Kolya, prudent, s’éloigna :

— Je ne l’ai pas vu de mes yeux, mais dans tout le village on raconte que ta Natashka rentrait souvent au petit matin… Si tu veux grandir, mon vieux, grandis le fils des autres !

Sur ces mots, il quitta la pièce, laissant Sergey seul avec son malaise grandissant.

Cette nuit-là, Sergey but jusqu’à l’aube. Quand il vit les paysannes partir vers les prés avec les vaches, il se leva, ouvrit le vieux coffre du garage, en sortit son fusil chargé et retourna à la maison en titubant. Natashka dormait encore. Il la secoua doucement, armé :

— Lève-toi.

Elle ouvrit les yeux, posa calmement une main sur le berceau :

— Serge, tu n’es pas en état. Va te recoucher.

Mais il était résolu :

— Habille-toi vite et prends le bâtard avec toi.

— Bâtard ? C’est ainsi que tu appelles ton fils ?

— Il n’est pas de moi ! Merci aux paysans de m’avoir éclairé.

Natashka, impassible, le regarda :

— Alors c’est son papa, Kolya, qui l’a conçu ? Tout s’explique…

Sans un mot de plus, elle emmaillota leur bébé, prit le strict nécessaire dans un sac, et suivit Sergey hors de la maison, l’arme pressée contre son dos. Ils marchèrent jusqu’à la limite du village, une foule silencieuse les suivant. Quelques voix l’implorèrent de renoncer, mais il cria et tira une salve au pied des badauds pour les disperser. Natashka accéléra le pas, réveilla le nourrisson en pleurs, et, arrivée au bout du hameau, Sergey ordonna :

— Ne reviens jamais ici, sinon je te tuerai.

Puis il rentra, s’effondra sur le canapé et s’endormit d’un sommeil lourd.

Une semaine passa. Ivtanych, affaibli, fouilla l’étagère et tomba sur un petit carnet : le dossier médical de son fils. À la première page, il lut « enfant prématuré, né à sept mois… ». La réalité le frappa de plein fouet : ce n’était pas un bâtard – c’était son propre fils.
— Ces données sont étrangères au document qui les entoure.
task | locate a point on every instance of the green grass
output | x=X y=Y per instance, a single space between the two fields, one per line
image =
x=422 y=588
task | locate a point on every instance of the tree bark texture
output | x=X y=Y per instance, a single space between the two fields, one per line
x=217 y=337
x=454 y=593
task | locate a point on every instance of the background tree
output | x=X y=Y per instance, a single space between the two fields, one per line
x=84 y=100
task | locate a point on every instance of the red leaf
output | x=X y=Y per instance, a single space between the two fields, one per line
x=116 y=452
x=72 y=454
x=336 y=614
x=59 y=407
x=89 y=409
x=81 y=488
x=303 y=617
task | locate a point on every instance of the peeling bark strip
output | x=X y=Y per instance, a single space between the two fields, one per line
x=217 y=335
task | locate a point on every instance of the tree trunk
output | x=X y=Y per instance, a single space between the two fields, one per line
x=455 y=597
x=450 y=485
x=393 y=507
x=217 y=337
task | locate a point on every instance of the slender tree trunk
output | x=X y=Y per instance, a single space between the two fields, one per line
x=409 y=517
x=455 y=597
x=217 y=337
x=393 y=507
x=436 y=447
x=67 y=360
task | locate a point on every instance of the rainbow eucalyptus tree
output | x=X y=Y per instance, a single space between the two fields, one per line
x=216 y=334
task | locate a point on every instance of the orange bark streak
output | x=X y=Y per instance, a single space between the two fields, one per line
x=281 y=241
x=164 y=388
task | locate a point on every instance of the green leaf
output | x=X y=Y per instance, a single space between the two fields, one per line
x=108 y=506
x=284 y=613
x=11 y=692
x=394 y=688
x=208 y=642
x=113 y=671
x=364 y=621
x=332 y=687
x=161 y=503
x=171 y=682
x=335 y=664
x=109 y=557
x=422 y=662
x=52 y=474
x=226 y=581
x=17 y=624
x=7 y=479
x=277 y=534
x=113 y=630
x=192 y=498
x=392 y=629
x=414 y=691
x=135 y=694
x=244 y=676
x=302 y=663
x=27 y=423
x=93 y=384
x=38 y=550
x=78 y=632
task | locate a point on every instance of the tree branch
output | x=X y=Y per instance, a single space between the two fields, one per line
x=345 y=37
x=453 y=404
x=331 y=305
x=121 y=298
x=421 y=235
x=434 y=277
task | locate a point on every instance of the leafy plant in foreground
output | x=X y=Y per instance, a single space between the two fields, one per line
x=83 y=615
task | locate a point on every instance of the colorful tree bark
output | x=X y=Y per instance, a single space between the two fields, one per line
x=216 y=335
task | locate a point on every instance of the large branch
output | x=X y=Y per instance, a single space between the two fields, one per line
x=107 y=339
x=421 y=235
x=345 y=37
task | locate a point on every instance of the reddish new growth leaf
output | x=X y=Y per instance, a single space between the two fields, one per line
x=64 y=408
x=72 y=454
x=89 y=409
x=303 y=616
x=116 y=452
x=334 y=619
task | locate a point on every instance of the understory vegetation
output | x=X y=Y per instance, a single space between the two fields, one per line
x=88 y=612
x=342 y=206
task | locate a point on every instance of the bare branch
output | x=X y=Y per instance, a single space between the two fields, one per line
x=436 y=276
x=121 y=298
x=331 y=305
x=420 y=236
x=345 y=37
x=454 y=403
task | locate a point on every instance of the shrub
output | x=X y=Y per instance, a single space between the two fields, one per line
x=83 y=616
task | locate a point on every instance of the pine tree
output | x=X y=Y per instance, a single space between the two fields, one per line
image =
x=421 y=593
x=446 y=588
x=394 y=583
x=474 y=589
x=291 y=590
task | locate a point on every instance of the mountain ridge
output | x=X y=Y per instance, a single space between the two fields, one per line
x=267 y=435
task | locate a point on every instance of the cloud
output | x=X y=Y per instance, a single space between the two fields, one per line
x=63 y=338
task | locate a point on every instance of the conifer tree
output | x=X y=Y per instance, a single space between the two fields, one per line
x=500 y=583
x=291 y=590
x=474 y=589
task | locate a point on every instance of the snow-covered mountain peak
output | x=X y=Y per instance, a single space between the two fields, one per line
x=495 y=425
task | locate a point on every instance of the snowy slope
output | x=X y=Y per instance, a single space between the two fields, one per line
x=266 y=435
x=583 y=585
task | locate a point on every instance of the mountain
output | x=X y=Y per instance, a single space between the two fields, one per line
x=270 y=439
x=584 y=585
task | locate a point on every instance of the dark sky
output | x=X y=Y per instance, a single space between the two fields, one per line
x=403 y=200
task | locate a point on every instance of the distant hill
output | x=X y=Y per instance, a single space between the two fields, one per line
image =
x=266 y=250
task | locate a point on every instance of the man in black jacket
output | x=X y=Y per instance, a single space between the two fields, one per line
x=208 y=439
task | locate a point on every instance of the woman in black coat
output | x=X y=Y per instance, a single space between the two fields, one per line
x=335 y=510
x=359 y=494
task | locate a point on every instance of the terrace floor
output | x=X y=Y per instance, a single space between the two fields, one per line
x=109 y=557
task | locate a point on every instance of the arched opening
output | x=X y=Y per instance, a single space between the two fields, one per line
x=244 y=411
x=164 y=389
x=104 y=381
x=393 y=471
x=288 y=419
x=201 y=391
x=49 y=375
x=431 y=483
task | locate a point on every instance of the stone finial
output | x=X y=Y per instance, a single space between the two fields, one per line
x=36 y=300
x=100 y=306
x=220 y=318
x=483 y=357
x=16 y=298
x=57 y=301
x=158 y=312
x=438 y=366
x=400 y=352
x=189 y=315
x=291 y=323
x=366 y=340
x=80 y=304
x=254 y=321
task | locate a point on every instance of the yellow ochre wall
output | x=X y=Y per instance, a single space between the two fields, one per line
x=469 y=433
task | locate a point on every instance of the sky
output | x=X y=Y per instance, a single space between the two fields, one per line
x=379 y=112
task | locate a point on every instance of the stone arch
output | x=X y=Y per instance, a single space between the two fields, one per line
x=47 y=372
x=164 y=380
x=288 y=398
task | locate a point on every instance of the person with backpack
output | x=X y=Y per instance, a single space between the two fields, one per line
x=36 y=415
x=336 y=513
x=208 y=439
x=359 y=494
Pris de remords, il quitta son repaire forestier et courut à toute vitesse vers la ferme de Kolya. Mais là, la mère de celui-ci l’accueillit d’un air méfiant :

— Kolya est à la maison, il est ivre depuis quinze jours. Rentre chez toi.

Sergey, le cœur brisé, revint sur ses pas, affronta la pluie de regards hostiles des villageois et se jura de partir à la recherche de Natashka. Il consulta la tante de sa femme dans le village voisin : celle-ci, fermée à toute explication, lui cracha au visage que Natashka était partie en ville et l’avait déjà oublié. Il erra, bancal et désespéré, jusqu’à ce qu’il trouve refuge dans une cabane isolée.

Le gardien venu de la ville, un jeune homme sérieux du nom d’André, débarqua bientôt pour l’aider dans sa tournée de surveillance. Leur entente fut immédiate : même pas dans la maison, même pas à l’extérieur, André restait attentif et discret. Ivtanych, touché par ce jeune compagnon, finit par l’appeler « fils ». Ils patrouillaient ensemble, et malgré la distance qui séparait André de sa propre famille, ils s’ouvraient l’un à l’autre.

Un jour, en pleine ronde, ils tombèrent sur des braconniers armés, visiblement ivres. André ordonna calmement que tous déposent leurs fusils. Quand l’un d’eux leva sa carabine, Ivtanych intervint pour protéger son protégé. Un coup partit : Sergey tomba, foudroyé. André, paniqué, improvisa un brancard de fortune avec des vestes et transporta Ivtanych jusqu’à sa voiture. En urgence, il le conduisit à l’hôpital, sous le déluge de l’autoroute nocturne.

Affaibli, Sergey murmura à son jeune ami :

— Si je meurs, promets-moi de retrouver Natashka et notre garçon. Dis-leur combien je les aime.

Les larmes aux yeux, André promit.

Contre toute attente, Sergey se réveilla en salle de réanimation. Devant lui, immobile, Natashka, un peu changée, mais bien vivante. Et à leurs côtés, André inclina la tête :

— Bonjour, père.

Le cœur de Sergey se serra. André, son fils, avait tenu sa promesse. Cet instant, l’homme autrefois craint par tous se laissa aller à un long sanglot. Natashka, assise près du lit, lui saisit la main :

— Je savais. Notre fils… tout m’a été raconté.

Ils parlèrent une bonne partie de la nuit, rattrapant les mots tus et les cœurs brisés.

Un mois plus tard, Ivtanych, boitant légèrement, accompagna Natashka au marché. Sa canne dans une main, l’autre entourée de celle de sa femme, il se sentait enfin apaisé : le divorce n’avait jamais été prononcé, l’amour s’était frayé un chemin à travers la douleur, et ils n’avaient plus besoin de formalités pour redevenir ce qu’ils n’auraient jamais dû cesser d’être : une famille.